Let's talk about sales strategies within your human resources operations.
I was recently visiting with a business owner of a successful organization. He was sharing with me that, although he had a very good product, he was dealing with challenges in regards to his sales team. As he put it bluntly, he “just couldn't get the salespeople he needed to do the work that he expected.”
He shared with me that he was having difficulty in two areas: 1) they weren't closing on sales; and, 2) they weren't motivated by the base-plus-commission compensation structure in place. As a result, the performance of the sales team was below expectations. They just weren't motivated to do a great job.
If you are an owner of a company as my friend, you are generally more passionate and focused about your organization's sales performance than any employee. More than likely, you either were “Salesperson #1”, or you have a deep investment into the organization. It's not easy for you to walk away from that desk at the end of the day when you know you could do better. When you see one of your employees “do the time” and punch out at 5:00 p.m. with not much to show for the time spent, it makes you frustrated because you know that person could and should have done better. Sometimes you feel cheated because you paid for that time – both in payroll and in utilities, resources, etc.
This is a problem in a lot of organizations. It's also a problem that can bring an organization to its knees. If you don't have enough revenue coming in, you're going to be shutting your doors for good.
So what would you do in this situation? What suggestions or ideas come to your mind?
There are a lot of good ones out there, but I would like to offer three ideas to increase results in a situation like this.
Evaluate the goals and expectations of your organization and especially how they relate to your sales team.
This may be one of the easiest suggestions to offer. It could be the most critical one for your organization's success. It's not enough to tell your sales team to sell. You have to set up your sales team for success with sales strategies. It is the executive team's job to look carefully at what the organization does well. Then it's important to build a culture and resources to communicate those values and expectations – including sales strategies.
The next step is to communicate why your organization and its products and services are so important to your customers and stakeholders. It is very easy to put a brochure and other collateral in front of your sales team and tell them to “go get 'em”. What makes the difference is when you sit down with your team to gain their loyalty and engagement. Talk about why your products and services are excellent. And that requires you to speak with passion and clarity about these points.
If you can't speak with passion and clarity the reasons why your organization's products and services are worthy of your time and investment, that's not because you can't sell. It's because you need to figure out why your organization is important.
Recognize what strengths you need in your sales team and hire to those strengths.

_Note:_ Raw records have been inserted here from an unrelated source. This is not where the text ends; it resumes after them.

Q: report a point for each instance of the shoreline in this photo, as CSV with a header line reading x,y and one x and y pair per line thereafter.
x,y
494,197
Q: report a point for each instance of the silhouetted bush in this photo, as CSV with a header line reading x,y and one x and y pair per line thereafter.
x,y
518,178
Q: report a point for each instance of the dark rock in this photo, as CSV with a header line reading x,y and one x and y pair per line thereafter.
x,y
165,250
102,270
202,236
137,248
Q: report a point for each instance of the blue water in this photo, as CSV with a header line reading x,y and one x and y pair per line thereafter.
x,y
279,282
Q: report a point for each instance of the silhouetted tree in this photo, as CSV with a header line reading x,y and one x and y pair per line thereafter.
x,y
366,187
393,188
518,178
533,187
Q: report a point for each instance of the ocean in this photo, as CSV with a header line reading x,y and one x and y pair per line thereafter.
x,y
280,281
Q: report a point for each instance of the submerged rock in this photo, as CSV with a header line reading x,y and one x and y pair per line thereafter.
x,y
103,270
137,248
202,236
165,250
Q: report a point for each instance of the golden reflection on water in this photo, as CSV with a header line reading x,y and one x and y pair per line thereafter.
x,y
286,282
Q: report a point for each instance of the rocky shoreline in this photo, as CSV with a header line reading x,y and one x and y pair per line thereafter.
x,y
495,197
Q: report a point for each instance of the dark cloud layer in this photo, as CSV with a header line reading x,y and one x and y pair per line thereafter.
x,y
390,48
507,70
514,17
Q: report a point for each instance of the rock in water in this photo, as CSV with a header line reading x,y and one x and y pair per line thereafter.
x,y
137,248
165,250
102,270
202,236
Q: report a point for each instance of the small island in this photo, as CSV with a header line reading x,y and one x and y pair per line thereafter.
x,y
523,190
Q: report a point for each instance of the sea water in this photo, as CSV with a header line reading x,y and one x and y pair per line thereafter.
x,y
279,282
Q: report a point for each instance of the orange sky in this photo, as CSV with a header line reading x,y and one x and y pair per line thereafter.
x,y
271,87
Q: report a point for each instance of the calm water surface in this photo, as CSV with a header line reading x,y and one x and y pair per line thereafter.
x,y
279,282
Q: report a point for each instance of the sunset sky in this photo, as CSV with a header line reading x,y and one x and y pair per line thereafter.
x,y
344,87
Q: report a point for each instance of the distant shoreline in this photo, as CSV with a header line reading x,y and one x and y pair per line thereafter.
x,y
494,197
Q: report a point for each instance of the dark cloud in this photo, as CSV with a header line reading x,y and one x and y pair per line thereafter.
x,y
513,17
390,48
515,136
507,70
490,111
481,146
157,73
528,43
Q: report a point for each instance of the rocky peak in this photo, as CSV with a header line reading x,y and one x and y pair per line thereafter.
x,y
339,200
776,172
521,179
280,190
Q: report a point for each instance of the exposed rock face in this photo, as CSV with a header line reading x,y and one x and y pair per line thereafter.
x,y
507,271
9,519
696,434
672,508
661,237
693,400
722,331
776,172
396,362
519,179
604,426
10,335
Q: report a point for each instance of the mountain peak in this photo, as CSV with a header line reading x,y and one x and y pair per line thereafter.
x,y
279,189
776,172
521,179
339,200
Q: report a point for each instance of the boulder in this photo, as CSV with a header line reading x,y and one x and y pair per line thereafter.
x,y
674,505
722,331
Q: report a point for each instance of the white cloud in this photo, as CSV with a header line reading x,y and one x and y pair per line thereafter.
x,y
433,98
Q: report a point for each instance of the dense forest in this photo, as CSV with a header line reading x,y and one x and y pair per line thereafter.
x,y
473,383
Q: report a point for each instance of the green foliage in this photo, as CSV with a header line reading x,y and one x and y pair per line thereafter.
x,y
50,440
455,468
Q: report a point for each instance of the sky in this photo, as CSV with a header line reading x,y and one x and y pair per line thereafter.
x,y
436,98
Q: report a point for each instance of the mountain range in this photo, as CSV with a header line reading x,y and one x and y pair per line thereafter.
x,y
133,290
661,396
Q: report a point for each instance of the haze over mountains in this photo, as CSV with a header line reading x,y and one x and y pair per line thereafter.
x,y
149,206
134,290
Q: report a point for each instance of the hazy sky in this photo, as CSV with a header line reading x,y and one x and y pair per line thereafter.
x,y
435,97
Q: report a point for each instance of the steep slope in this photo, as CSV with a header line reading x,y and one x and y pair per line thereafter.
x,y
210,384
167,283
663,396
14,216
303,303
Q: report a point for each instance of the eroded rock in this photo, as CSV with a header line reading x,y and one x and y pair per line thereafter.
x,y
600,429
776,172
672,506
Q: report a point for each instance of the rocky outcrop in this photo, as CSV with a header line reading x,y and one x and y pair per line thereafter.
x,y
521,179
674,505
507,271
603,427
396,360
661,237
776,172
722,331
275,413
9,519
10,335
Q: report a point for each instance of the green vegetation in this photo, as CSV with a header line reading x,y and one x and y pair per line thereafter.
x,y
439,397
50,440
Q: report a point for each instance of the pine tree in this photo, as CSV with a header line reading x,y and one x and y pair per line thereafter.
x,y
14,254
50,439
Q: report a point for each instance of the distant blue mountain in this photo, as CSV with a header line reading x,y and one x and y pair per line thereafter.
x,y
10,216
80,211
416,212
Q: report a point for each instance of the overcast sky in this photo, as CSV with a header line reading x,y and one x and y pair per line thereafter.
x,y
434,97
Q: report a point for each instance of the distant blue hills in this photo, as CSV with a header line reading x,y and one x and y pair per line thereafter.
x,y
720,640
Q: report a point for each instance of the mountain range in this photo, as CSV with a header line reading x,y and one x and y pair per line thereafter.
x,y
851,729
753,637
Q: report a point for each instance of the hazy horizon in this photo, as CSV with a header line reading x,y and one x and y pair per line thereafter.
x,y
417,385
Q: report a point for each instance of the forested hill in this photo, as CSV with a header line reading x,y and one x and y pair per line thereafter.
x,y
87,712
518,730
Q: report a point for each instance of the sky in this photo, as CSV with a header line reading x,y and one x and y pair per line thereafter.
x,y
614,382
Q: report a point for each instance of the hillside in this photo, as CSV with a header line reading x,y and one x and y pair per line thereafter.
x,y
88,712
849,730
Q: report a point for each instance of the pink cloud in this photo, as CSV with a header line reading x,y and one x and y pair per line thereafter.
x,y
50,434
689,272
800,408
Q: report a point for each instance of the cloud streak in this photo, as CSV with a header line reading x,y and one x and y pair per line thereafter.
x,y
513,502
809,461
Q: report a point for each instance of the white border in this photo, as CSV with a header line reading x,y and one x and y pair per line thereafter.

For many business owners, they hire a sales team to do what they as owners don't do well: selling at a high level. That's understandable. If you're a “systems” person and trying to sell something is a draining event, it makes sense that you want to hire someone who gets excited about sales.
When you go through your hiring process, have them complete a personality profile. There are some really good ones out there, such as the Kolbe Profile and the Gallup StrengthsFinder profile. Frankly, we use both of them, depending on the situation and the information we need. These profiles reveal to us what our candidates and employees are like so that we can put them into a role that they will exceed expectations.
Keep in mind, though, that you have to be careful that you don't use the profile results as the main factor to decide whether or not to hire someone. Not only it is illegal, it's also an unwise approach. You need to spend time reviewing their experiences and skills and to interview them carefully as well.
Set up clearly defined expectations for your sales team.
This may be the most common mistake by business owners and executives: telling someone to “go sell” without good resources and without any clear details about what is expected. If you send someone out to represent your organization and they are ill-prepared, the most likely outcome is failure. You have to provide the answers for those questions that your sales team will have. Most importantly, you need to answer the questions about what you expect from them. Cover the consequences of success and failure as they represent your organization.
You may be in a situation where you don't know where to begin when it comes to building sales strategies for a sales team, much less managing that team. In that case, you need to get a skilled advisor to train you and your sales team. If you're on a tight budget, there are some very good online-based classes and resources by great advisors. They will teach you the fundamental skills you need. If you want to get to a higher level as quickly as possibly, hiring an advisor to come to your organization is the best option.
What you can't do is try to maintain the current situation without changing it. Commit to change. Commit to making your organization's sales team the best it can be. Work on expanding your sales strategies and abilities. If you can successfully sell why your organization is so impactful to your sales team, you will see great results. It starts with you.